The report was released by the Canadian police via Statistics Canada and reported by news outlet The Star – offering a unique insight into a grim underworld dominated by fraud (more than half of police-reported cybercrimes are frauds), but with undercurrents of violence and sexual abuse.
Up to 80% of Canadian police forces submitted cybercrime statistics, offering a valuable trove of data on the damage caused by cybercrime, from fraud, to online threats, to child pornography and violent abuse.
The results, which span a population of 27.5 million people for the year 2012 (the latest year for which data is available), show that cybercrime is far from being anonymous and victimless.
Cybercrime affects large numbers of people in a serious way (a total of 9,084 crimes were serious enough to be reported to police, or 33 cybercrimes per 100,000 population).
Worse, some serious cybercrimes are most commonly perpetrated by friends and acquaintances of the victims.
More than three-quarters (76%) of all accused were men, with teenagers and young men most often accused of intimidatory and sexual cybercrimes.
The rates of prosecution for different cybercrimes make for depressing reading – with just 6% of frauds leading to an accused being detained by police.
A larger percentage of accused were detained in investigations relating to intimidation and sexual violations, but fraud made up the majority of cybercrime across all Canadian forces.
Fraud accounted for more than half of cybercrimes reported to the police in Canada – 54%.
Taking into account other property violations (including identity theft, which constituted 4.6% of cybercrimes), property violations came to 61% of all cybercrime reported across forces participating in the study.
Threats of violence were a surprisingly common – and often under-reported – element of cybercrime, constituting one in five police-reported cybercrimes in the period under study, totaling 1,839 incidents.
Threats and harassment were the province of young cybercriminals.
More than one-quarter (28%) of those accused of intimidation violations were under the age of 18, with the proportion of accused declining with increasing age.
Perhaps the most shocking statistics in the police report related to offenders accused of violent cyber offenses – where a high number of victims know their accused attackers.
Victims were often young – 42% of victims of violent incidents involving a cybercrime identified by police were aged 17 and under, while 17% of victims were aged 18 to 24 – and attackers, using intimidation or threats, were people they knew.
Overall, almost three-quarters (73%) of victims of violent incidents associated with a cybercrime knew the accused.
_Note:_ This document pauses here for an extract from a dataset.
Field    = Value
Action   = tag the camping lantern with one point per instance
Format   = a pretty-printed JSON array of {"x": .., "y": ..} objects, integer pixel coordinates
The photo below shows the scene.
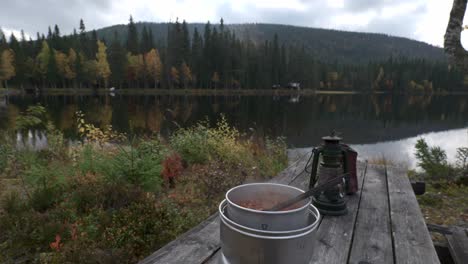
[{"x": 329, "y": 161}]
For most incidents, the accused was known to the victim as a friend or acquaintance (45%), a current or former intimate partner (24%) or a family member (5%).
Child pornography and luring children for sexual purposes was a depressingly significant undercurrent to Canada’s cybercrime statistics – with nearly 16% of police-reported cybercrimes involving sexual threats to a child or child pornography.
In 2012, police reported 1,441 incidents of cybercrime relating to sexual violation – and charges were brought in a quarter of those cases.
Luring a child via a computer made up 6% of all police-reported cybercrimes, while child pornography-related offenses, which include accessing, possessing, producing and distributing child pornography, accounted for 9% of reported cybercrimes.
In the case of cybercrimes of a sexual nature, males accounted for 94% of accused identified by police.
Men accused of these crimes tended to be slightly older 22% of those accused of sexual cybercrimes were aged 25 to 34, the largest proportion among age groups.
Police services covering 80% of the population of Canada reported cybercrime data to the Canadian Centre for Justice Statistics in 2012 through the Incident-based Uniform Crime Reporting Survey (UCR2.2). Data from Saint John, Québec, Toronto, Calgary, and the Ontario Provincial Police were not available and thus were not included in this analysis.